Further, although it is not essential that there should be a profit for activities to amount to trade, there must be an element of commerciality. The subjective test, of whether there was the intention to make a profit, has played a central role in the development of case law; for example in Ransom v Higgs [1974] 50TC1 at page 88G:

‘Trade involves, normally, the exchange of goods or of services for reward - not of all services … but there must be something which the trade offers to provide by way of business. Trade, moreover, presupposes a customer … you must trade with someone.’

The so-called ‘badges of trade’ (see BIM20200 onwards) can also be helpful indicators in some cases.

Mutual associations are established for a variety of reasons. Many mutual associations have no overt profit-seeking motive or may be required to apply their profits to particular ends. Such a state of affairs does not prevent them from carrying on a trade.

The absence of a profit-seeking motive does not preclude the carrying on of a trade - see for example Brighton College v Marriott [1925] 10TC213. Brighton College was a company, limited by guarantee. The company was formed to carry on a public school. Under its Memorandum of Association the whole of the company’s income and property was applied solely towards the promotion of the objects of the college, including the remuneration of its officers and other persons for services rendered.

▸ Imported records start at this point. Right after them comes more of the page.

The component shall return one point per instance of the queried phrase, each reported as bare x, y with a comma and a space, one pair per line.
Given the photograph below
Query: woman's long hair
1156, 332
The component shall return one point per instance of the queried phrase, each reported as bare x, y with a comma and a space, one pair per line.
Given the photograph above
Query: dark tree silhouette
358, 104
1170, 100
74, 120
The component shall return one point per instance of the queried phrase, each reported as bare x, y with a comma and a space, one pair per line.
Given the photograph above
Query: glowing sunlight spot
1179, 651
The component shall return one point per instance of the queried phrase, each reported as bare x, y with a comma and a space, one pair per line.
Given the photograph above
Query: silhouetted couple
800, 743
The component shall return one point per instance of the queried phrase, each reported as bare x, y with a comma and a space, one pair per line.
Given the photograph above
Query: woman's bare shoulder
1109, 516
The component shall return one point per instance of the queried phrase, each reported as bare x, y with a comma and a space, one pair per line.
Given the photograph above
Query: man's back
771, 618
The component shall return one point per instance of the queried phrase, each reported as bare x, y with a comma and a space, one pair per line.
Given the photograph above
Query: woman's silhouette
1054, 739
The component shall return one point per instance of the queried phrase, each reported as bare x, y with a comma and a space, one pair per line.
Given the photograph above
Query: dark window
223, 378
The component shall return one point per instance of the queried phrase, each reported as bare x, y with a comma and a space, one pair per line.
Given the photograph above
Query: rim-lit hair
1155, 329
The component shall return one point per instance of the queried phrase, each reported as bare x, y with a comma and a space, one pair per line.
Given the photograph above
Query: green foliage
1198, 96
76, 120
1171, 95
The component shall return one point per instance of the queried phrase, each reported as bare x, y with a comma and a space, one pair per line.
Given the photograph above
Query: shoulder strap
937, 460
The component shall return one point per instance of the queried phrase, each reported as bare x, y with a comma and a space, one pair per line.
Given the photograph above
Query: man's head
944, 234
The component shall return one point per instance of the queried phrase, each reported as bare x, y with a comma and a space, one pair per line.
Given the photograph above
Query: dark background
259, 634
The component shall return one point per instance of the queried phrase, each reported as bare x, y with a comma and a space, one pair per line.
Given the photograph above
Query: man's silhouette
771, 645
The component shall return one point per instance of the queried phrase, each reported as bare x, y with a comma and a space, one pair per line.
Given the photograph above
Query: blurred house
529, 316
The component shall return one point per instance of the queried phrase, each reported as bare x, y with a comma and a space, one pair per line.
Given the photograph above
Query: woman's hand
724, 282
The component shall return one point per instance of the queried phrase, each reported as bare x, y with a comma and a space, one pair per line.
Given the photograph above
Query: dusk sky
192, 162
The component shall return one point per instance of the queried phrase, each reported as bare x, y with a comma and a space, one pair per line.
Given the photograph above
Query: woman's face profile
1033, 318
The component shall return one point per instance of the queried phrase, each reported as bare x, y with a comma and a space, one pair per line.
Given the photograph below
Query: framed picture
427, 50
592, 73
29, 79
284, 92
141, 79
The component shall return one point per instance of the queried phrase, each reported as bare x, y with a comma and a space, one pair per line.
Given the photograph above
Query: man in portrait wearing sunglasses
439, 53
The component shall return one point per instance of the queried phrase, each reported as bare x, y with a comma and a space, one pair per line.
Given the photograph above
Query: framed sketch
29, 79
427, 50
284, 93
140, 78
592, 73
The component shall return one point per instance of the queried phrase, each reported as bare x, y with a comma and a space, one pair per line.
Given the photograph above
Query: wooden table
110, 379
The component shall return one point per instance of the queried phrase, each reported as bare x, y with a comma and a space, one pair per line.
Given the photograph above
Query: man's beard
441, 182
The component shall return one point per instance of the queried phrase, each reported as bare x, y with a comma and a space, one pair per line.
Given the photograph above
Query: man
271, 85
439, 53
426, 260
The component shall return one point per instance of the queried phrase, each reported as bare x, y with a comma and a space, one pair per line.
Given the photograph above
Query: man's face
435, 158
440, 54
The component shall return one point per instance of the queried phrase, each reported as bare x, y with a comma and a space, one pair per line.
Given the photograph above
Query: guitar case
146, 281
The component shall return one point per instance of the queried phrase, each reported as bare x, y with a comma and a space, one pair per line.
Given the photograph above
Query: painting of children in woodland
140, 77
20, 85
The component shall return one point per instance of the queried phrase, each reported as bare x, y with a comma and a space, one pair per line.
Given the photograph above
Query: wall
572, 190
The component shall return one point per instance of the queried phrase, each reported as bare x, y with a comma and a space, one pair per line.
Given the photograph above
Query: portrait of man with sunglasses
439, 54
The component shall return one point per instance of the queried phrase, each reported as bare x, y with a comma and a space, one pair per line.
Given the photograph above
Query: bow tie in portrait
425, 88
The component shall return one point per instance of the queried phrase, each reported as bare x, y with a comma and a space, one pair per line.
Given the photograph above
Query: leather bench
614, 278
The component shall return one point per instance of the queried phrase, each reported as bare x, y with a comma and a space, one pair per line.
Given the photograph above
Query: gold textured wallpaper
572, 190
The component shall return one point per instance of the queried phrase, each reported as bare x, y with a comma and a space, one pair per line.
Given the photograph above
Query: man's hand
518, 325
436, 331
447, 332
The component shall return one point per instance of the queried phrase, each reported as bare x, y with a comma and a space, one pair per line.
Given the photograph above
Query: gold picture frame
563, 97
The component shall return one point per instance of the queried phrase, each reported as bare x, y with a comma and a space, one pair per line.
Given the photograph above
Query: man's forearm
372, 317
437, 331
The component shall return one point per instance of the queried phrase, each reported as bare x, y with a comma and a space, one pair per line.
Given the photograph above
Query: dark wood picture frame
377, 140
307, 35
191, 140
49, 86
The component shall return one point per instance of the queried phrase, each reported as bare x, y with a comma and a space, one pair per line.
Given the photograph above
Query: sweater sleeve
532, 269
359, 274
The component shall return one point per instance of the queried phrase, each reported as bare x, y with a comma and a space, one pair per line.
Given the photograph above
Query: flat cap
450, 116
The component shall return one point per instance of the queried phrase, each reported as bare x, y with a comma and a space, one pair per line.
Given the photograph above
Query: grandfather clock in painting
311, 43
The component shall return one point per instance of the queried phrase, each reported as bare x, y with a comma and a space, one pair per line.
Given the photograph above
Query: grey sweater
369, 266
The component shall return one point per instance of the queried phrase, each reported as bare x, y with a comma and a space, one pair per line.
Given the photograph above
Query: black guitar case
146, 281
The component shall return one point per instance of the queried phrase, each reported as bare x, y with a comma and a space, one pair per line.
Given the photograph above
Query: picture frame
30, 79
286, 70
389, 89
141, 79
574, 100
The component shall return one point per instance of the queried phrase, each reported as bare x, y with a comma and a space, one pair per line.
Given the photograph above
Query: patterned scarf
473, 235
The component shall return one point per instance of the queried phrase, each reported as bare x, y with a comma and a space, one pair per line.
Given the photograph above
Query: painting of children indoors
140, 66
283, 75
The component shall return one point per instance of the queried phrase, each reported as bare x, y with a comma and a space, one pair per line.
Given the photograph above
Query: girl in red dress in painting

The fees charged for attendance at the school exceeded the current expenses. The surpluses were mainly applied in paying interest on, and in reducing, mortgage debts incurred in connection with extensions and improvements of the college.

The Court of Appeal decided that the surplus fees were profits or gains arising from the carrying on of a trade assessable to Income Tax as trade profits notwithstanding that:

  • the surplus was applied in a particular way, or
  • the college’s professed intention was not to make a profit.

The Master of the Rolls, Pollock, explained that what the college did with its surplus did not have a bearing on the taxability of that surplus:

‘…it is clear that under Income Tax law the fact that profits when made are to be devoted solely to the advancement of the charity will not induce an exemption. Profits when made are subject to the tax, and their destination does not secure immunity for them.’

Pollock M.R. goes on at page 221 to quote with approval Cotton L. J. in Hermann Gusav Erichsen v W H Last [1881] 4TC422, at page 427:

‘…when a person habitually does a thing which is capable of producing a profit for the purpose of producing a profit and enters into a contract habitually, he is carrying on a trade or business…’

The House of Lords unanimously agreed that the college was trading. Lord Blanesburgh made the following points:

  • The college did not lose its charitable status by charging fees.
  • The charging of fees did not of itself make the college’s activities into a trade.
  • Whether activities amount to a trade is always a question of fact.
  • What the college did with any surplus was irrelevant.
  • The important issue was whether the activities were conducted on a commercial basis.

That an entity professes to conduct its affairs on a ‘not for profit’ basis does not preclude a finding of trading. In CIR v The Hyndland Investment Co Ltd [1929] 14TC694 at page 699 the judge tells us:

‘…the question is not what business does the taxpayer profess to carry on, but what business does he actually carry on.’

In Royal Agricultural Society of England v Wilson [1924] 9TC62 at page 67 the judge tells us:

‘If you do the operations of trading and make a profit, it seems to me that you are carrying on a trade, which in that case becomes taxable, and you are carrying on a trade whether you make a profit or not, and whether you want to make a profit or not, because it is not a mere question of motive.’